A. Lori Douglas was the Associate Chief Justice of the Court of Queen's Bench of Manitoba (Family Division). She currently lectures and practices family law part-time.

== Education ==
Douglas received a Bachelor of Arts from the University of Winnipeg in 1978 and a Bachelor of Laws from the University of Manitoba in 1982. She was admitted to the Law Society of Manitoba in 1982.

== Legal career ==
Douglas was a partner with the firm of Thompson Dorfman Sweatman, where she practised primarily family law. She was a professor at the Faculty of Law at the University of Manitoba and at the Bar Admission Course.

== Judicial career ==
On May 19, 2005, Douglas was appointed a Judge of the Court of Queen's Bench (Family Division). On May 14, 2009, she was appointed Associate Chief Justice of the Court of Queen's Bench (Family Division), replacing Justice Gerry Mercier.

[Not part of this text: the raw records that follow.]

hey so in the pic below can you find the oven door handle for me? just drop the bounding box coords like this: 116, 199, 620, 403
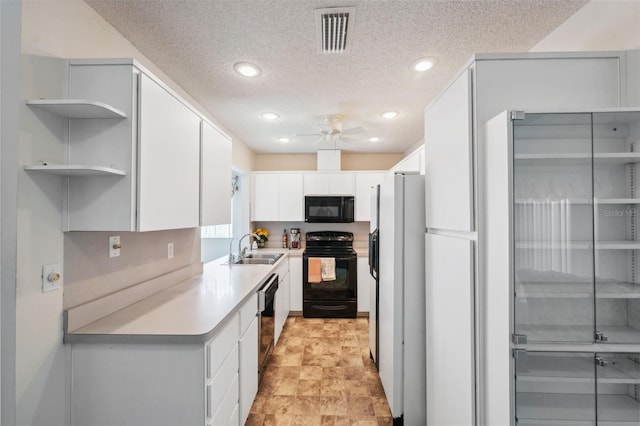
258, 273, 278, 311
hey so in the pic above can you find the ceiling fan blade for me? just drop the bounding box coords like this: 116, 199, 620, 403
294, 133, 323, 137
312, 136, 329, 145
342, 126, 366, 135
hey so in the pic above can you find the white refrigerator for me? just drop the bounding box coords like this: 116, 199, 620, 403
368, 172, 426, 424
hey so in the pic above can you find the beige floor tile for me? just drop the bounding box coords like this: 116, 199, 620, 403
250, 318, 393, 426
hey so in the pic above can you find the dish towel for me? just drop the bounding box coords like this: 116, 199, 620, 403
308, 257, 322, 283
320, 258, 336, 281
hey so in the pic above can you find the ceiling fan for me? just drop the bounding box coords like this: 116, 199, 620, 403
295, 115, 366, 145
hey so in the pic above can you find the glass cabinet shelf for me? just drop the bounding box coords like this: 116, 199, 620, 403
517, 393, 638, 424
518, 326, 640, 343
516, 241, 640, 250
515, 282, 640, 299
514, 152, 640, 165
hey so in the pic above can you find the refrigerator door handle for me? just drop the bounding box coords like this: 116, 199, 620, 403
369, 229, 378, 279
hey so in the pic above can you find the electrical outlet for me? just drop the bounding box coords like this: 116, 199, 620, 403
109, 236, 121, 258
42, 264, 62, 293
167, 242, 174, 259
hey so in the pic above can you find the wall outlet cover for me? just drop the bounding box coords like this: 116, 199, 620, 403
42, 263, 62, 293
109, 236, 121, 258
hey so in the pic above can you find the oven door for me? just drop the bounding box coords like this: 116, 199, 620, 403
303, 253, 357, 300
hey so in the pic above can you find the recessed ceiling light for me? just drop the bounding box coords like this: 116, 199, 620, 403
412, 57, 437, 72
233, 62, 262, 77
368, 137, 381, 143
277, 137, 291, 143
261, 112, 280, 120
381, 111, 399, 119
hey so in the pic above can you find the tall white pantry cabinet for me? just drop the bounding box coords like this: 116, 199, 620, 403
424, 50, 640, 426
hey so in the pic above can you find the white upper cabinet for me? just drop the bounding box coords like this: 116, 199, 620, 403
252, 173, 280, 221
63, 59, 213, 231
303, 172, 354, 195
200, 120, 231, 226
137, 73, 200, 231
355, 172, 386, 221
390, 147, 424, 174
424, 69, 473, 232
279, 173, 304, 221
252, 173, 303, 221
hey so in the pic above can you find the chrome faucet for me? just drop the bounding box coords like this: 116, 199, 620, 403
238, 233, 260, 260
228, 237, 239, 264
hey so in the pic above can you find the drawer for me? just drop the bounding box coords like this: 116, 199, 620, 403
210, 345, 238, 416
212, 373, 239, 426
239, 293, 258, 336
206, 314, 239, 378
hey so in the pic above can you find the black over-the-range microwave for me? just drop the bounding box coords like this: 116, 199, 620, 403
304, 195, 354, 223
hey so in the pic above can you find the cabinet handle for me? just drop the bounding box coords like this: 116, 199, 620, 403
595, 357, 609, 367
206, 385, 211, 418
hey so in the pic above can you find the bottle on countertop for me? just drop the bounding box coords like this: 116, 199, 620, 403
282, 229, 288, 248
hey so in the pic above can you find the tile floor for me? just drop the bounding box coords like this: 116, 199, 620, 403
246, 316, 393, 426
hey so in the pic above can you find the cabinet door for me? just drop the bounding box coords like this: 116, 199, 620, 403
595, 352, 640, 424
425, 233, 475, 426
289, 257, 303, 311
356, 256, 371, 312
512, 112, 595, 344
138, 74, 201, 231
200, 121, 231, 226
252, 174, 279, 221
424, 69, 473, 231
279, 173, 303, 221
275, 271, 290, 344
239, 317, 258, 426
328, 173, 354, 195
515, 352, 595, 425
592, 111, 640, 344
355, 172, 386, 221
304, 173, 329, 195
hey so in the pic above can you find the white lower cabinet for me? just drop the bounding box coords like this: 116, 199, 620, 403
289, 256, 303, 311
275, 262, 291, 345
71, 294, 259, 426
356, 256, 371, 312
239, 316, 258, 425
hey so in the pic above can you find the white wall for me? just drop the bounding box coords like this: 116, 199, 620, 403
2, 2, 21, 424
531, 0, 640, 52
17, 1, 251, 425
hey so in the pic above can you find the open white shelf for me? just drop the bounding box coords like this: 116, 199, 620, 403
515, 152, 640, 165
515, 198, 640, 205
518, 325, 640, 343
25, 99, 127, 119
24, 164, 126, 176
517, 355, 640, 384
515, 281, 640, 299
516, 240, 640, 250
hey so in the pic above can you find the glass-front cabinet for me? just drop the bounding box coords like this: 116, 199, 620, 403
513, 111, 640, 344
514, 351, 640, 425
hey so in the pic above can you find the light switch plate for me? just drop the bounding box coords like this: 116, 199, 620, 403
109, 236, 121, 258
42, 263, 62, 293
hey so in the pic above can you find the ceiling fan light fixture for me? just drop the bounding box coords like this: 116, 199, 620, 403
412, 57, 437, 72
260, 112, 280, 120
381, 111, 399, 119
233, 62, 262, 77
368, 136, 381, 143
277, 137, 291, 143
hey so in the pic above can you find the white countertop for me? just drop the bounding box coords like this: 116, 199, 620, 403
65, 251, 288, 344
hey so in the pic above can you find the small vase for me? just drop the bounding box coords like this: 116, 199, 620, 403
257, 241, 266, 249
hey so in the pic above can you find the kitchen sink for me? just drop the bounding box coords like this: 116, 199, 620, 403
230, 252, 283, 265
243, 253, 284, 261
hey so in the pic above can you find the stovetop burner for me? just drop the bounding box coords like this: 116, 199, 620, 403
304, 231, 355, 253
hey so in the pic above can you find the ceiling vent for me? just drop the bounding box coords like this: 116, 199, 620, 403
315, 7, 356, 54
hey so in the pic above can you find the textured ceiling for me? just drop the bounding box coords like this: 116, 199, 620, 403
85, 0, 587, 154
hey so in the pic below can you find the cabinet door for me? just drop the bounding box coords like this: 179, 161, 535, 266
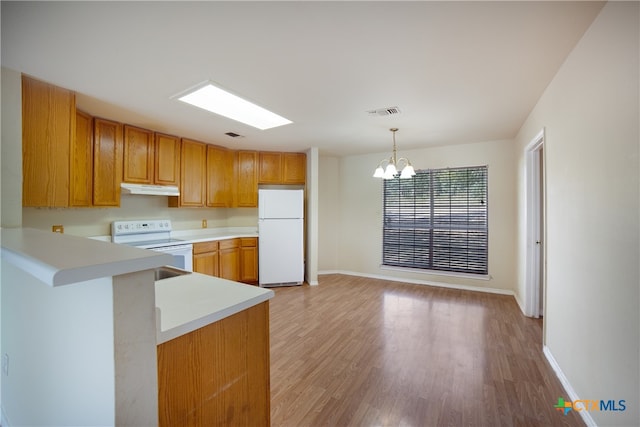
178, 139, 206, 207
70, 110, 94, 207
258, 151, 282, 184
93, 118, 123, 207
283, 152, 306, 184
22, 75, 75, 207
240, 238, 258, 285
219, 239, 240, 281
193, 252, 219, 276
123, 125, 154, 184
193, 241, 219, 276
235, 151, 258, 207
207, 145, 230, 207
155, 133, 180, 186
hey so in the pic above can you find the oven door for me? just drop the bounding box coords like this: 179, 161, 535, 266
148, 244, 193, 272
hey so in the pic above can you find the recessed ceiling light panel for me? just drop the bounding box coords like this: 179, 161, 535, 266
174, 81, 292, 130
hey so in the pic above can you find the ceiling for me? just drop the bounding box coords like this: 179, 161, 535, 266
1, 1, 604, 157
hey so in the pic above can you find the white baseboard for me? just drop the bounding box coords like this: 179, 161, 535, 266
317, 270, 514, 296
543, 346, 597, 427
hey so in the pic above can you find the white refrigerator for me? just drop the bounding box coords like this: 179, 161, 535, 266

=== Complaint and resignation ===
In July 2010, Winnipeg resident Alexander Chapman filed a formal complaint with the Canadian Judicial Council against Lori Douglas and her husband, Jack King. The complaint alleged that King, a lawyer for the Thompson Dorfman Sweatman firm, uploaded nude photographs of his wife to a pornography site in 2003 in order to tease clients such as Chapman. In doing so Chapman broke a confidentiality agreement made with King in 2003. A 2016 interview, which described the photographs as revenge porn, alleged that his motive was to humiliate a judge in another case who was a colleague of Douglas. Douglas, who learned about the photos and forgave King in 2003, was unaware that there were surviving copies. In 2016, Douglas said "I’ve actually never seen the images and I don’t ever want to see them."

The subsequent investigation drew support from the civil law dean at the University of Ottawa who said "If pictures of you naked end up on an Internet site, it's quite difficult to say you have the credibility to be a judge." However, an article in Canadian Lawyer Magazine was critical of the move, calling it "victim blaming couched as legitimate judicial inquiry".

In September 2010, Douglas asked to be "temporarily relieved of her duties as a sitting justice" while "remain[ing] in her position in an administrative capacity". On January 5, 2011, the Canadian Judicial Council determined that the matter of the complaints against Douglas merited further investigation and referred to a review panel. The Canadian Judicial Council inquiry suffered from a series of delays and legal challenges before finally concluding on 24 November 2014, when Douglas agreed to early retirement in return for the case being officially stayed. Douglas officially retired on 21 March 2015.